Neat hack, but it's free until it isn't. I worry about building things that rely solely on the good graces of Microsoft. Recent Actions news can support that skepticism.
Good that you've positioned it for prototypes.
There’s a lot of prior art for similar usage: Utterances for comments, gists being used for JS-snippet platforms.
I would say that not all art is good art. This strikes me as a big stack of Jenga blocks.
Pretty cool, goes along the same lines as Giscus, using GitHub resources to host comments. But after the recent moves taken by GitHub on the fees put on self hosted runners, I can't be too sure if these things will stick around for a long time.
Ha, I feel the pain. I built this a while ago to scratch a similar itch.
https://feature-refactor-for-cloudfl.first-contact.pages.dev...
It's no longer "live" so I wouldn't try and use it. I was using Supabase free tier to manage auth, and got tired of keeping it live. Good lesson learnt.
I recently found out about utterances which allows you to use GitHub issues to host comments, and I instantly thought of how this would be a good use case for forms.
Glad to see someone executing on this, and I love how descriptive the landing page is.
Looks cool! Good work. Seems like a great solution for a mvp.
So, amusingly, a customer I consult for made a custom form submission application that is exactly this but creates issues in their private Gitlab rather than public Github.

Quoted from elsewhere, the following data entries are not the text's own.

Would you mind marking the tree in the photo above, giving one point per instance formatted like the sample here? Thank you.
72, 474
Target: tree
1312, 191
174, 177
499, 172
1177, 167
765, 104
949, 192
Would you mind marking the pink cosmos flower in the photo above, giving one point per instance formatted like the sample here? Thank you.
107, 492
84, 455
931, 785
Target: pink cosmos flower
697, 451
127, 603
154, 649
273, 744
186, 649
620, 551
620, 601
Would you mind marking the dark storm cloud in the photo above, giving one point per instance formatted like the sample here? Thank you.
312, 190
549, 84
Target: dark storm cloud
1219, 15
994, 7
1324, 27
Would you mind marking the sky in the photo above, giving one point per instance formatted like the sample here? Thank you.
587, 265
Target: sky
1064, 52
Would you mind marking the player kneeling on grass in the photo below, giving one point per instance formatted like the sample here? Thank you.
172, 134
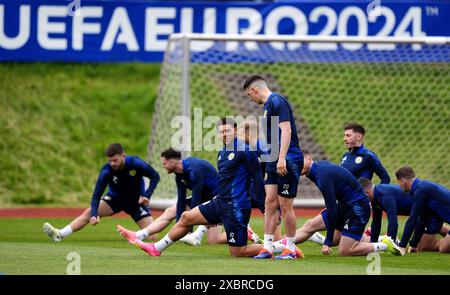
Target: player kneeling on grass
231, 207
191, 173
124, 177
391, 199
347, 211
431, 206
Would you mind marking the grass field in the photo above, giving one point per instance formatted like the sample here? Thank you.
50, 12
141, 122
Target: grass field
25, 249
57, 120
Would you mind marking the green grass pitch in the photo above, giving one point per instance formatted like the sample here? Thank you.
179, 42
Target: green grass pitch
25, 249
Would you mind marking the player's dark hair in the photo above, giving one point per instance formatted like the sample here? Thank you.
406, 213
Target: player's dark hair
252, 79
355, 127
114, 149
171, 153
405, 172
365, 183
227, 121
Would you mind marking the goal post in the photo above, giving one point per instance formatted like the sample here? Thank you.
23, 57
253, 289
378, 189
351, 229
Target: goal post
397, 87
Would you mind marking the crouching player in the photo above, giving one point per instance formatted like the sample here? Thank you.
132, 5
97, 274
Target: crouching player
237, 167
124, 177
347, 211
191, 173
391, 199
431, 205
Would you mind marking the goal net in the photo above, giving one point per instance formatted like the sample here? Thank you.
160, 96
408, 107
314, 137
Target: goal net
398, 88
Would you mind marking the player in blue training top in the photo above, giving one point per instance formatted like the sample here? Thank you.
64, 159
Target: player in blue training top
359, 160
347, 211
391, 199
193, 174
430, 201
124, 177
237, 168
248, 132
283, 164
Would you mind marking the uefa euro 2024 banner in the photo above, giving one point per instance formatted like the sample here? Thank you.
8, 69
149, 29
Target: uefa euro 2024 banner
119, 30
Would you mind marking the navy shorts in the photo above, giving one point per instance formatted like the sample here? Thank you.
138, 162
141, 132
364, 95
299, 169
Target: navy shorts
206, 196
433, 224
352, 220
134, 209
234, 220
287, 184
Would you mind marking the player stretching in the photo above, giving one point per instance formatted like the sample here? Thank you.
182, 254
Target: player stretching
283, 174
347, 211
391, 199
124, 177
191, 173
430, 201
237, 166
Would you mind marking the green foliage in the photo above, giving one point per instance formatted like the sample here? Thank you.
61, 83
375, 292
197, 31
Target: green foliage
57, 119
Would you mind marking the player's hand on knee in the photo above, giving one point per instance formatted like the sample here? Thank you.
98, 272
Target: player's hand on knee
413, 250
281, 166
143, 200
94, 220
326, 250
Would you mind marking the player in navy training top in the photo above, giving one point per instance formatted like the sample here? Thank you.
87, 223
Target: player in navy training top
283, 164
193, 174
359, 160
126, 192
430, 200
248, 132
347, 211
391, 199
238, 168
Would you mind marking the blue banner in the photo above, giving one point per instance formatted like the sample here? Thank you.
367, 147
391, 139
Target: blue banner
123, 31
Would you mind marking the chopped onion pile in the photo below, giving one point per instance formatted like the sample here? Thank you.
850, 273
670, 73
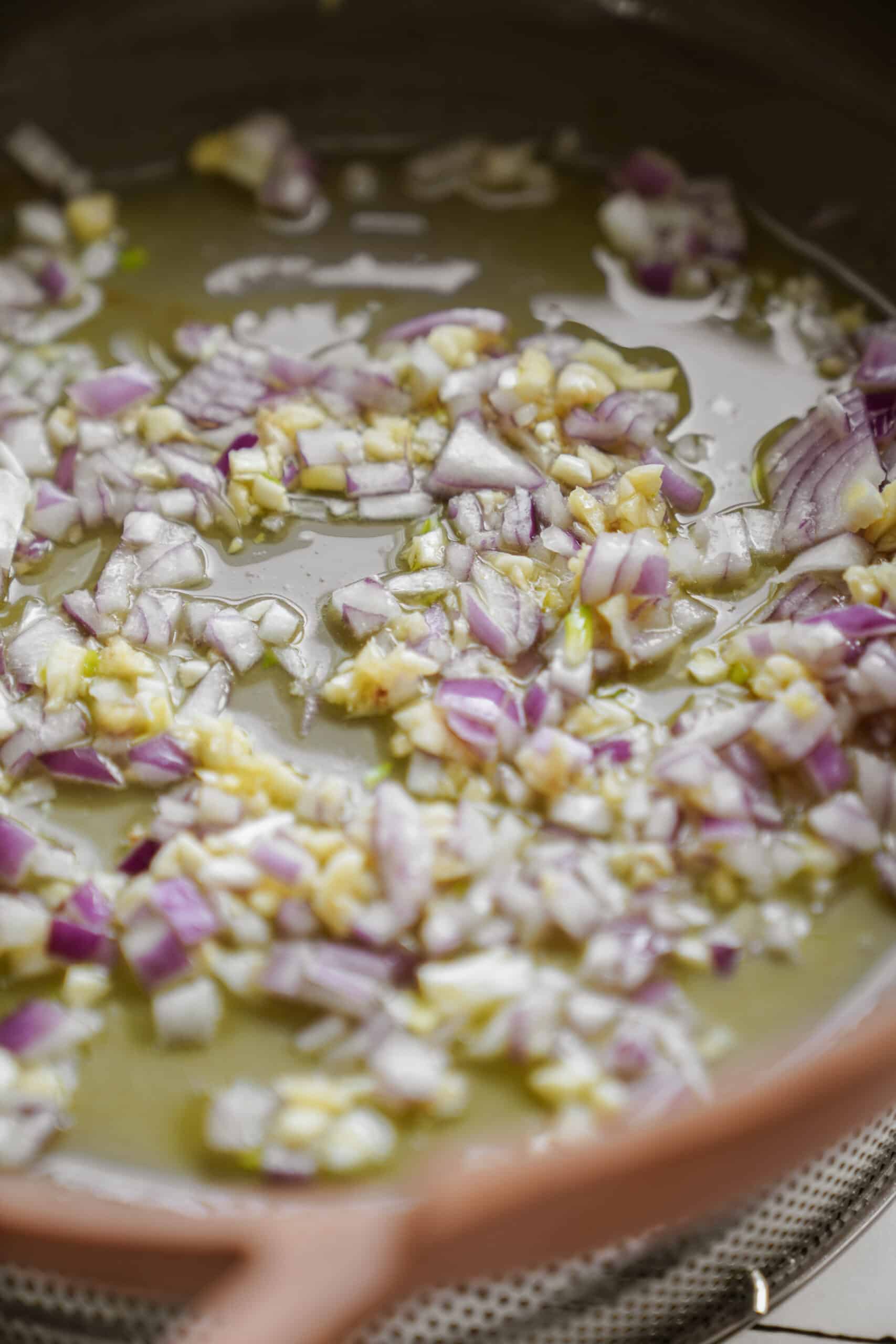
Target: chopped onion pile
534, 859
681, 236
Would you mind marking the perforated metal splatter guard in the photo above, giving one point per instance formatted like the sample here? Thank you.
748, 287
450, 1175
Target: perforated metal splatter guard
690, 1288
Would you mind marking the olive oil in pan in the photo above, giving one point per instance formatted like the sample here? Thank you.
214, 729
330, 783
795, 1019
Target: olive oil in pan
138, 1102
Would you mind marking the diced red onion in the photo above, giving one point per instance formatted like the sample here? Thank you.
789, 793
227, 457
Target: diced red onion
650, 174
81, 606
859, 622
152, 949
140, 857
679, 486
625, 562
239, 443
284, 860
828, 766
186, 910
83, 765
625, 417
88, 906
813, 467
54, 512
219, 392
42, 1030
876, 371
159, 761
114, 390
75, 942
364, 606
16, 851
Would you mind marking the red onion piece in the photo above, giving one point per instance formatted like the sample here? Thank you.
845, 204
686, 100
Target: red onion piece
152, 949
404, 851
828, 766
368, 387
186, 910
614, 750
518, 521
301, 971
284, 860
83, 765
159, 761
364, 606
813, 467
501, 616
625, 417
472, 460
139, 859
54, 512
481, 319
876, 371
219, 392
16, 850
239, 443
859, 622
81, 606
75, 942
65, 474
790, 736
88, 906
44, 1030
680, 487
114, 390
650, 174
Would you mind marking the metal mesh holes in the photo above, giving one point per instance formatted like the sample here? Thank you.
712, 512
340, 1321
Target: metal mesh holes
690, 1288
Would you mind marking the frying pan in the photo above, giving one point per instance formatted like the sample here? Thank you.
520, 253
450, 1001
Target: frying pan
794, 100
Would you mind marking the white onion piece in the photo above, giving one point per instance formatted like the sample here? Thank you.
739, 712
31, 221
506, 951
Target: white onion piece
404, 853
14, 500
236, 639
846, 822
188, 1015
239, 1117
27, 652
386, 508
472, 460
26, 437
208, 699
364, 606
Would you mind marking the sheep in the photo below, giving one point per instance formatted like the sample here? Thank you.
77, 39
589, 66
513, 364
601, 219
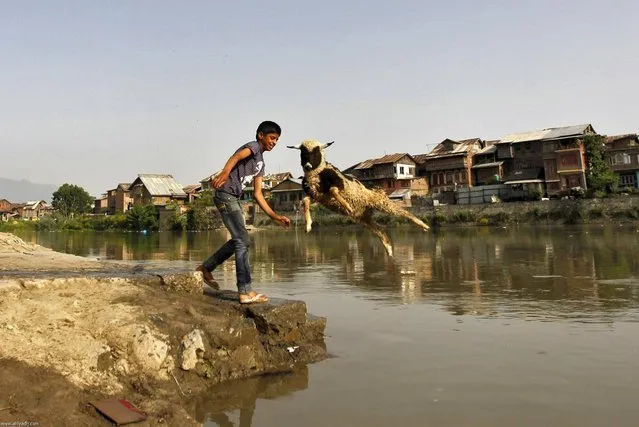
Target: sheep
327, 185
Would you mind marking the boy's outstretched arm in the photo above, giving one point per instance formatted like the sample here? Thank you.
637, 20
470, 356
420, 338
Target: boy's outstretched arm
221, 178
259, 198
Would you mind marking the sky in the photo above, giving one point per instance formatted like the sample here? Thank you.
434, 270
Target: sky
93, 92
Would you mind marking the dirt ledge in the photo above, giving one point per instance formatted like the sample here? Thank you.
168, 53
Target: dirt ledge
74, 330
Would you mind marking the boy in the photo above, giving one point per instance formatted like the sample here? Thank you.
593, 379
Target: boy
242, 168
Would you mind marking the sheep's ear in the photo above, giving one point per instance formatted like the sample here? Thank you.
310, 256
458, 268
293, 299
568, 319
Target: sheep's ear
328, 145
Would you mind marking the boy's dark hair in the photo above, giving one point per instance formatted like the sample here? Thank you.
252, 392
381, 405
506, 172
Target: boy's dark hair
267, 127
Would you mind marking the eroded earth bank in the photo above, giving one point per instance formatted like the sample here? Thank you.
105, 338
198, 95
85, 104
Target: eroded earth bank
74, 331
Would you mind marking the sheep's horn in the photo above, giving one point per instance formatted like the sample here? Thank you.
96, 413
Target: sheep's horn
328, 145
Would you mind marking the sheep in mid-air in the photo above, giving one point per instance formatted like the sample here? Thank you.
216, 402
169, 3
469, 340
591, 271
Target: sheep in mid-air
325, 184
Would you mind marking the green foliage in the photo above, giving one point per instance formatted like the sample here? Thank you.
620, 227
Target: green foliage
140, 218
599, 174
202, 215
72, 200
17, 225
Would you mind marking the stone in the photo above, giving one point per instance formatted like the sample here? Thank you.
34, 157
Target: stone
190, 283
192, 349
7, 285
149, 351
278, 317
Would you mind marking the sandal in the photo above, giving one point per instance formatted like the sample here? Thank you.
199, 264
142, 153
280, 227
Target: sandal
208, 277
251, 299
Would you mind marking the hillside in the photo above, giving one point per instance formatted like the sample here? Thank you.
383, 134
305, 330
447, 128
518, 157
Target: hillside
17, 191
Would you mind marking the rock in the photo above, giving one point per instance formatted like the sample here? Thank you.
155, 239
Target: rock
7, 285
149, 351
190, 283
193, 349
278, 317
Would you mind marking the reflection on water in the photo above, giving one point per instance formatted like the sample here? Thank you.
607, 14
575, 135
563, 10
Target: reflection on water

It seems like you want to make this into some kind of viable business, and I don't mean to dissuade by any means, but this was a three-day project by a perfectly good guy, but one guy, extremely junior, that I was tasked with training on basic networking and systems administration duties. I don't want to speak ill of the man. I liked him a lot, but he was extremely hard to teach, could not seem to understand even the bare basics of how computers and the systems they collectively form when networked operate. But he could make this exact application, on his own, in a matter of days, before LLMs were a thing.
Not saying you can't manage it, but this is like trying to sell people sandwiches. Plenty make businesses doing exactly that, but you either need a captive audience or really good sandwiches, because most of the time anyone who wants one can make it themselves pretty easily.